Back in 2020, the Chelsea-based poet and artist Daisy Constance May Shields commissioned Fine Cell Work to produce a series of tapestries to recreate her typewritten poems.
The finished works were recently exhibited on Kings Road, London. Part of a group show, Instinct, curated by Tilo Kaiser, the vast industrial venue made for a fitting backdrop to these large-scale tapestries. Each piece is comprised of up to 162 hours of hand-stitching, produced over a 13-month period by stitchers in British prisons, and interlined in red church altar linen, enshrining the beauty of this unique partnership.
The poems themselves takes as their subject 'great lives', drawing on letters and historical archives, weaving together fragments and voices from the past to reveal brief glimpses into personal histories, challenging our assumptions around greatness, legacy and mental health.

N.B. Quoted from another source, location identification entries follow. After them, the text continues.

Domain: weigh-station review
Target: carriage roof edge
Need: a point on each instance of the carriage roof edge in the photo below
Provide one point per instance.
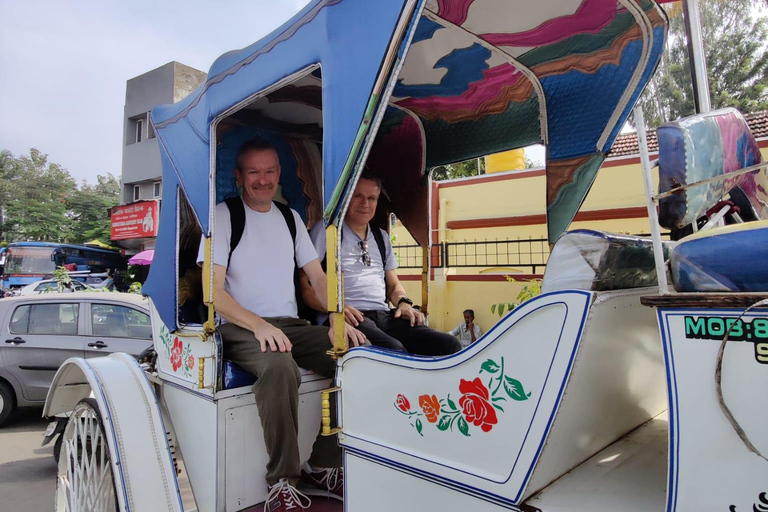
(602, 50)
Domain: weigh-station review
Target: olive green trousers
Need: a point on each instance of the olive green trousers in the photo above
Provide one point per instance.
(277, 391)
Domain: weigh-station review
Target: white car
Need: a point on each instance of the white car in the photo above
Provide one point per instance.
(49, 285)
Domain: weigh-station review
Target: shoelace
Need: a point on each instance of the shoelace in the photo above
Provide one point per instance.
(292, 497)
(332, 478)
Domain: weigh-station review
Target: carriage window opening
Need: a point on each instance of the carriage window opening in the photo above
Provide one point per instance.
(119, 322)
(45, 319)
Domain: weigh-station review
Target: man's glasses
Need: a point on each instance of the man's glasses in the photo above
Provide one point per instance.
(366, 256)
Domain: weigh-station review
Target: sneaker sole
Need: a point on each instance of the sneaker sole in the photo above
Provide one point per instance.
(314, 491)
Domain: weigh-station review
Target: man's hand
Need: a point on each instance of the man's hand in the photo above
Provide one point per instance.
(268, 334)
(355, 338)
(352, 316)
(405, 310)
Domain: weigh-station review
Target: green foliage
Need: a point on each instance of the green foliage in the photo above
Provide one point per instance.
(473, 167)
(88, 209)
(40, 201)
(61, 277)
(530, 289)
(734, 34)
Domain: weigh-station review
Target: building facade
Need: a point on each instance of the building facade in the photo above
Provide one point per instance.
(141, 168)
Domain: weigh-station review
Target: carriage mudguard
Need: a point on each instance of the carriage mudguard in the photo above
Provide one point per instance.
(142, 464)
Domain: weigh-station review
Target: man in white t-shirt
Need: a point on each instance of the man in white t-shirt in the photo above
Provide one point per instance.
(467, 331)
(371, 282)
(255, 294)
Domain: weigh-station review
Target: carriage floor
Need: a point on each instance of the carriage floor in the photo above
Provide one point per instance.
(319, 504)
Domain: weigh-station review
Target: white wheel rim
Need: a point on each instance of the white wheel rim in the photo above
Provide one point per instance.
(85, 480)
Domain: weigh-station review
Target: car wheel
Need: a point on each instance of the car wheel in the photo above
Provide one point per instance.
(57, 447)
(7, 401)
(85, 478)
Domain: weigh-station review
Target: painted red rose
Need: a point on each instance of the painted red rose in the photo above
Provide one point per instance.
(402, 403)
(176, 351)
(431, 407)
(475, 404)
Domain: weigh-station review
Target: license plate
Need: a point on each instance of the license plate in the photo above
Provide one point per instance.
(51, 428)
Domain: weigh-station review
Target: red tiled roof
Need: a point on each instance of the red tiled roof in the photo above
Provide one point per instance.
(626, 144)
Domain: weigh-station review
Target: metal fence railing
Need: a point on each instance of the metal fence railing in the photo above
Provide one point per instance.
(527, 254)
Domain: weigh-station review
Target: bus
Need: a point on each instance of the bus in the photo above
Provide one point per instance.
(28, 262)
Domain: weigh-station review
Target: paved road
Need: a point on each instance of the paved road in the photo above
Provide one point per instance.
(27, 471)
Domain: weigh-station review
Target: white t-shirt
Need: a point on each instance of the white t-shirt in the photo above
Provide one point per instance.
(260, 274)
(365, 286)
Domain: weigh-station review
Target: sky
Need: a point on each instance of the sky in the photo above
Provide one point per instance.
(64, 64)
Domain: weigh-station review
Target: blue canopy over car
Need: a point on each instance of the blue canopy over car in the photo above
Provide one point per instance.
(403, 86)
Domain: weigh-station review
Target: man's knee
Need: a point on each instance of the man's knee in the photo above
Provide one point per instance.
(281, 372)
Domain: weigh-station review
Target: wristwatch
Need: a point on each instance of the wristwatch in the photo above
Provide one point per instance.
(406, 300)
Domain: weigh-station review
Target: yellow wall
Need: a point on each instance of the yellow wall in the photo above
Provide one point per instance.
(616, 186)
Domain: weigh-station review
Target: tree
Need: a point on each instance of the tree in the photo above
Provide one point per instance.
(38, 207)
(40, 201)
(459, 169)
(734, 34)
(88, 208)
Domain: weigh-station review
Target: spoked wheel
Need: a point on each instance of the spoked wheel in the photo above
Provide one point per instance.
(85, 480)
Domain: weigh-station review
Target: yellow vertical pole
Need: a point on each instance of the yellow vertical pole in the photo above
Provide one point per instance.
(335, 292)
(210, 324)
(425, 279)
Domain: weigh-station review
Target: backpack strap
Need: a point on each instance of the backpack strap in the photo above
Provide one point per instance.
(291, 221)
(237, 223)
(380, 242)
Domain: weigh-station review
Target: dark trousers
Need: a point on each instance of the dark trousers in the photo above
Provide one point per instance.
(277, 391)
(384, 330)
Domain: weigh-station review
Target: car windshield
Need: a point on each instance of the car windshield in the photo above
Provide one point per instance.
(30, 260)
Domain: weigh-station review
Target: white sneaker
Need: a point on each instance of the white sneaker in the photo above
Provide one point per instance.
(284, 497)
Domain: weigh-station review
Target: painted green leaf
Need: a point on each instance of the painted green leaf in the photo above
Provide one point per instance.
(515, 390)
(463, 426)
(489, 366)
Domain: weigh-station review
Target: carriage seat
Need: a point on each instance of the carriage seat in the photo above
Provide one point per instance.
(590, 260)
(706, 146)
(234, 376)
(701, 147)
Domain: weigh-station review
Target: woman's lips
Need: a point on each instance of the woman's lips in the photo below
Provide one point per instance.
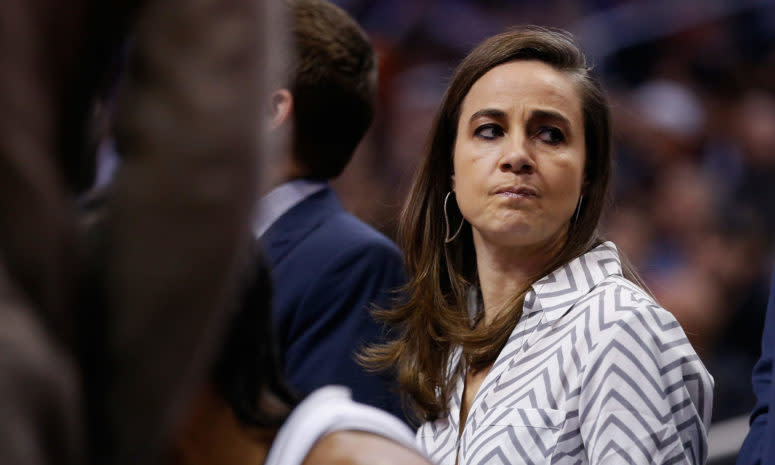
(517, 192)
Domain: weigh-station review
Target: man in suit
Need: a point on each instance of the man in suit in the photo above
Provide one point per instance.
(329, 268)
(758, 446)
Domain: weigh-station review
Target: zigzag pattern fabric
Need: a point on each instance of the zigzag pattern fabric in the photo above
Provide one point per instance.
(595, 372)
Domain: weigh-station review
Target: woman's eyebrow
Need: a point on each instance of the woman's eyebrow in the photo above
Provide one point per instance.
(550, 114)
(488, 112)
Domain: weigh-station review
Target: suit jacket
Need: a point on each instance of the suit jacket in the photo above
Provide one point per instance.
(329, 269)
(758, 448)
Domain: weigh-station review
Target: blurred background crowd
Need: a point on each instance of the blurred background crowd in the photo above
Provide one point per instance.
(692, 87)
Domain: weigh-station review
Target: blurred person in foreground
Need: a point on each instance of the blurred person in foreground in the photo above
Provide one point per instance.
(758, 446)
(526, 337)
(179, 218)
(329, 268)
(243, 415)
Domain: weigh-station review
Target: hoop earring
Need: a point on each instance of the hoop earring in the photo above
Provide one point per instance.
(448, 239)
(577, 213)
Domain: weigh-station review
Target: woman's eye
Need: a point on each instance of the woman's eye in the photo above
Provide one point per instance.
(488, 131)
(550, 135)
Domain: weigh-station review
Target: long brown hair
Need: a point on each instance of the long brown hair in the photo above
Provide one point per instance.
(433, 319)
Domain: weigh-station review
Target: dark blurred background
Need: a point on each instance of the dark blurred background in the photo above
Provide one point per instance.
(692, 87)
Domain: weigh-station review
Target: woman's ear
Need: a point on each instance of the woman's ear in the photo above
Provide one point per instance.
(281, 107)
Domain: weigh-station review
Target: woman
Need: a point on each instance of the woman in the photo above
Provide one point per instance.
(523, 338)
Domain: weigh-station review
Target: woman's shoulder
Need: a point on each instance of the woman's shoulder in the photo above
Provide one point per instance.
(624, 311)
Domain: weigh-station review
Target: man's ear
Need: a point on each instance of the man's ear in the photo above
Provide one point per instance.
(282, 107)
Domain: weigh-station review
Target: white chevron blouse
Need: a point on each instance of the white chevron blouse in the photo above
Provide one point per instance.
(595, 372)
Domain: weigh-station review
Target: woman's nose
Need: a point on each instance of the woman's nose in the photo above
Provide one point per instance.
(517, 159)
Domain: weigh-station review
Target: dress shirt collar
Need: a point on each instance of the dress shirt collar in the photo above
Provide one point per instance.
(556, 292)
(282, 198)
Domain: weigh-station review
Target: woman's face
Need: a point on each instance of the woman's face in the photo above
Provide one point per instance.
(519, 155)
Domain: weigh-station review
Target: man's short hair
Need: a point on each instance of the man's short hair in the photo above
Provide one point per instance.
(333, 80)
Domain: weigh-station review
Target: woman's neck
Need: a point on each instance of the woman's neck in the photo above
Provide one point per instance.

Daisy says: "An artist friend of mine recommended the talents of Fine Cell Work, which lends new layers of meaning to my poems, whilst also celebrating exceptional craftsmanship and in some mysterious sense, our shared humanity.
Scale lends magic and I was captivated by the idea of blowing up my small paper poems into pieces that could fill a wall. I wanted to fill the letters and words with power and needed the finest museum quality stitching to intensify the black ink lettering of my typewriter, a 1910 Corona that has been on the fields of battle and used in my family for over a century. The typewriter lends itself to Tippex and error both of which I like.
My poetry and song-writing are inextricably linked and I often feel I am ‘catching’ poems and songs rather than consciously writing them, or as Rimbaud called it, stealing fire."
The two pieces exhibited at Instinct, 'The Desert Has You' and 'Sroetem Ekil Ezalb' are inspired respectively by the life and death of Victorian explorer, mountaineer and diplomat Gertrude Bell, and Welsh poet Dylan Thomas, both of whom had periods of living and working in Chelsea.
These almost totemic-like objects raise more questions than they answer, inviting reflections on the nature of worth, myth-making and criminality, while celebrating the outstanding craftsmanship of Fine Cell Work's stitchers.
On the finished tapestries, Daisy says:
"It was a spell-binding experience to see my embroidered ‘portraits in poetry’ project brought together for the first time at Instinct. I’m touched by the emotion they provoked. I hope the spirit of the poems and art we have collectively shown there will set the tone for a bright future!"
Daisy's one-off works of art are available to purchase, with 25% of the proceeds of each sale being generously donated back to Fine Cell Work to support our work with prisoners and prison leavers.